When I took my Associates exam I was very fortunate that my teacher, who will always be my teacher and mentor, helped teach me to teach. She gave us opportunities to actually run classes, because sure, all of us can memorize the textbook, but lets be honest it is a completely useless skill when it comes to teaching a three year old how to stand in first position, or an adult how to execute an extended highcut. We are not robots. We are coaches, mentors, we encourage, we inspire, we challenge, and we help our dancers understand that venturing into scary, unknown territory is okay!
That being said I have always been adamant that any of our Associates candidates must have a basic comfort level with teaching all levels and ages of dancers. This year's candidates are Robyn, Holly and Simone. They each have a class they are primarily assigned to and more or less run with my supervision. This means that they have been gaining the necessary technical knowledge required to teach the levels they are working with. They know the dances/steps, they can perform them, explain them, teach them, and workshop them.

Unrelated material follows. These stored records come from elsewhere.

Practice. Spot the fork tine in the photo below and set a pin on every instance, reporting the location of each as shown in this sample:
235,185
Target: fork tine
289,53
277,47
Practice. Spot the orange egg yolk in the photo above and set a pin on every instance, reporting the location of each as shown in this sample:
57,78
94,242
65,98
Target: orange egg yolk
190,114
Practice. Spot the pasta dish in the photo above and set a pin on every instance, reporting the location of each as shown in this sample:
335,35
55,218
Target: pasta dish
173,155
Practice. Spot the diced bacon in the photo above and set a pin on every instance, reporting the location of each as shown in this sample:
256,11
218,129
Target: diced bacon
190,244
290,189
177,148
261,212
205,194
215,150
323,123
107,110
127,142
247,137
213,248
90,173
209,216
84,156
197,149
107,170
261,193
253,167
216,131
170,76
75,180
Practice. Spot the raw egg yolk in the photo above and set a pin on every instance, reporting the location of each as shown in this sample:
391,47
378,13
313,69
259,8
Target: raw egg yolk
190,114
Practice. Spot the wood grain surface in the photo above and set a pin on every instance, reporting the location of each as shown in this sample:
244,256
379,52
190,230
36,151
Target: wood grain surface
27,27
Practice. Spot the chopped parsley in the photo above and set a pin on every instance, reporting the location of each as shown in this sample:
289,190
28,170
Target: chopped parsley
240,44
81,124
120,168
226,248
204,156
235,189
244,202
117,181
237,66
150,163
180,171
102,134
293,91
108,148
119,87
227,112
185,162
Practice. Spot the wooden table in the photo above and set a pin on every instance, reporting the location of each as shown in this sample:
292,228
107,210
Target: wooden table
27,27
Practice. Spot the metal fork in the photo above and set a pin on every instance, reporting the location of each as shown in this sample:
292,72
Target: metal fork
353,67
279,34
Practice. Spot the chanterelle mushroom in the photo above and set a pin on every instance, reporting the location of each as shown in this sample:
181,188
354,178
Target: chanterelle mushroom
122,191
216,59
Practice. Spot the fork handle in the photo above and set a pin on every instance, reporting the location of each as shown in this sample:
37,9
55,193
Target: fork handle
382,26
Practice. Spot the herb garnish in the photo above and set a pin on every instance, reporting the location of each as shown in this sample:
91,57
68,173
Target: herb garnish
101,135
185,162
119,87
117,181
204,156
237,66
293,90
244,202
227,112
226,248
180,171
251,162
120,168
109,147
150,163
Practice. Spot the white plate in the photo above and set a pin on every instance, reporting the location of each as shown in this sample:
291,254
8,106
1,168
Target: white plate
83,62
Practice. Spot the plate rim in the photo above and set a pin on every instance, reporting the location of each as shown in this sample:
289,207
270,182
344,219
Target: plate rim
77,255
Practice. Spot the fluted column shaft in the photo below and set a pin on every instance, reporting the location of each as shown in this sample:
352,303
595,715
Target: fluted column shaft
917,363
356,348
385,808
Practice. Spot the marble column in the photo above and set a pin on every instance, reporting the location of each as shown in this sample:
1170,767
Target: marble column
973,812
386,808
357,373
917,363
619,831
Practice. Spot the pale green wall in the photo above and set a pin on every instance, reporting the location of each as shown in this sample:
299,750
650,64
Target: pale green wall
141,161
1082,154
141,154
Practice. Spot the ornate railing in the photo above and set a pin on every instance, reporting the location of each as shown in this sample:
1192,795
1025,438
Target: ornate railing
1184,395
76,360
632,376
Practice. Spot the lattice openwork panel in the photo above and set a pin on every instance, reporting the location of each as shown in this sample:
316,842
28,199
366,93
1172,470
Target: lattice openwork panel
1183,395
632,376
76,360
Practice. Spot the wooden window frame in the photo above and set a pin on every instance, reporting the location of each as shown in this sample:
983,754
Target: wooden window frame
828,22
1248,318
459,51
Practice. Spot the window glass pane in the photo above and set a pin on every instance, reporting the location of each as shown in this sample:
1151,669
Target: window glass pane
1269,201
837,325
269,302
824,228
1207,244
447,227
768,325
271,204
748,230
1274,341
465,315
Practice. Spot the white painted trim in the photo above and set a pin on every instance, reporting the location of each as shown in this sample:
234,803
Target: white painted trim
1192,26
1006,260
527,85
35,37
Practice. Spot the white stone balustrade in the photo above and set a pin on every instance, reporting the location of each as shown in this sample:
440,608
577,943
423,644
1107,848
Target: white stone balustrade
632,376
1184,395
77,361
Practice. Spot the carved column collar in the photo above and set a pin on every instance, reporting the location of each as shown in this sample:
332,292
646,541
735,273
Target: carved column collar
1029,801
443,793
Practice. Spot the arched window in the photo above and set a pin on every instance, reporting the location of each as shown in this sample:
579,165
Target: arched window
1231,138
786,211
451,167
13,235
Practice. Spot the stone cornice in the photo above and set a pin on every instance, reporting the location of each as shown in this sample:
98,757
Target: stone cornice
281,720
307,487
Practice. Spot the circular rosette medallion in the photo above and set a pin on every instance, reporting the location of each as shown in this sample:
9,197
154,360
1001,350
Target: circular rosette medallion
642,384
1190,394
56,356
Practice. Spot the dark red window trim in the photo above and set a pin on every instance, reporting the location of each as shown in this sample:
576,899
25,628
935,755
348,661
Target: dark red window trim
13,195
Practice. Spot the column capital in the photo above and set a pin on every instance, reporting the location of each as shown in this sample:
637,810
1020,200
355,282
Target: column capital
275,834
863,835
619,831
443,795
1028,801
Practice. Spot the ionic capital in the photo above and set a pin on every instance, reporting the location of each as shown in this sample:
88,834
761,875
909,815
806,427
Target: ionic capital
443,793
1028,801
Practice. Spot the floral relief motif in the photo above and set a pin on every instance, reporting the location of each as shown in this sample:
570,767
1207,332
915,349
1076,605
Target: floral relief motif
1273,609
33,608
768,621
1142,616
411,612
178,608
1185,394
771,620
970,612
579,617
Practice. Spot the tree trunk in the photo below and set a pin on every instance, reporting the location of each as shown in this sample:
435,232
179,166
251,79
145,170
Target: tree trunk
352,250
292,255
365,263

This process is critical to their development as quality teachers. It enables them to learn how to use "theory speak" in a real world setting, that is to say that they can teach a step in a technical manner but still in layman's terms. The Associates exam is largely based on verbal explanations of steps, introductions, movements. While a dancer may be able to describe a step verbatim, they may not have the experience in actually teaching it. When our TA's are ready to take their Associates, they are already teachers in their own right. All they are doing is taking the necessary formal examination that certifies them through our organization with their professional designation. Think of it like university; they have done their coursework and are ready for their finals and graduation.
We all encourage any dancer who is interested and inspired to become a TA to let us know so that we can help create a path and journey for them to be successful in their goals. Nothing is more rewarding than watching a student perform a full dance to the music for the first time knowing you helped get them to that point. Teaching is probably the most rewarding thing that I do, and teaching dancers to become teachers is even more rewarding!